Washington International Law Journal


As China’s economic influence on the world grows, its system of state capitalism is likewise receiving increasing scrutiny. Behind the state capitalism, China’s banking sector, the “Great Wall Street”—parallel to the “Wall Street” in the United States—plays a fundamental role in financing and supporting China’s economy. Contemporary studies of China’s state capitalism, however, focus mainly on Chinese state-owned enterprises, leaving less attention specific to China’s state-owned banking sector which adopts a rather different corporate governance practice. In this paper, I conduct a comprehensive and critical review of the bank governance practice in China. Statutorily, Chinese commercial banks generally follow corporate governance best practices, including the requirement of independent directors and board sub-committees and the separation between chairpersons and CEOs. In reality, however, the Chinese party-state manages to dominate Chinese commercial banks by shifting the power center to the executive team, capturing power through its appointment and reward system, and separating the ownership from control. External governance mechanisms, such as market competition, bank regulation and supervision, and hostile takeovers, are inadequate to pose an effective constraint on the Chinese party-state. Under this practice, the Chinese party-state dominates Chinese commercial banks in a less visible manner and thus becomes the “Hidden Dragon” behind the Great Wall Street. In contrast, private capital, which is also a significant source of investment, only possesses marginal influence on the operational decision of Chinese commercial banks and thus becomes the “Crouching Tiger” on the Great Wall Street.
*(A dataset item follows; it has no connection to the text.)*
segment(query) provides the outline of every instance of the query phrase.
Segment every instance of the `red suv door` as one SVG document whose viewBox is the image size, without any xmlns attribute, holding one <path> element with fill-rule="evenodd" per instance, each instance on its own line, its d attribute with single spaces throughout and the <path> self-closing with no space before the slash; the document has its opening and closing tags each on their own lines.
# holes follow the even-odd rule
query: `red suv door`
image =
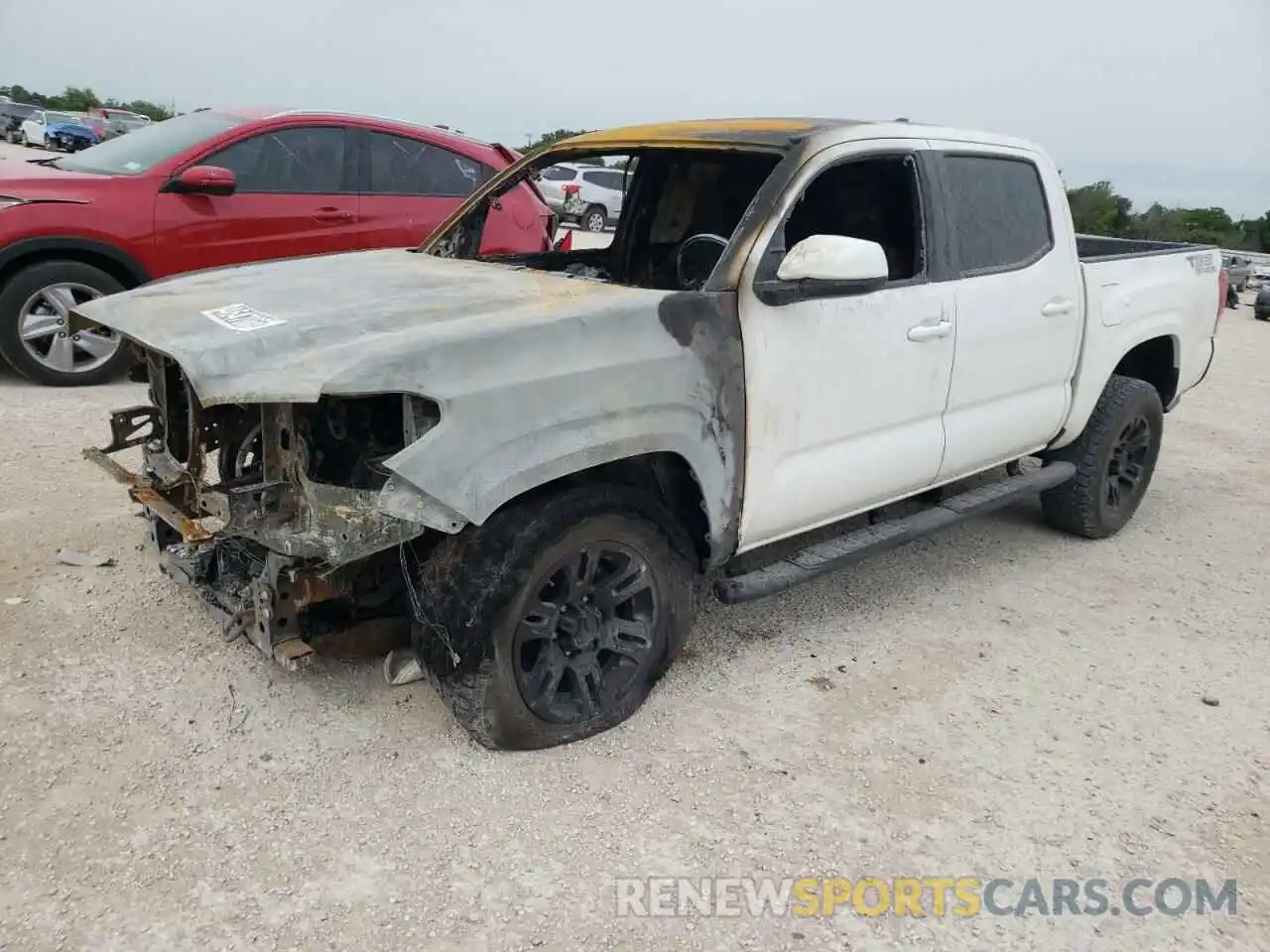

Based on these observations, this article critically assesses this Crouching-Tiger-Hidden-Dragon model from an agency theory prospective. I identify three special agency problems underlying this model, including the misalignment between the public welfare vis-à-vis party-state’s interest, between the party-state’s interest vis-àvis bank executives’ interest, and between the bank executives’ interest vis-à-vis the banks’ interest. These special agency problems, in turn, account for the current challenges faced by China’s banking sector, including the rising risk exposure, the financial constraint of private sectors, and the lack of business innovation.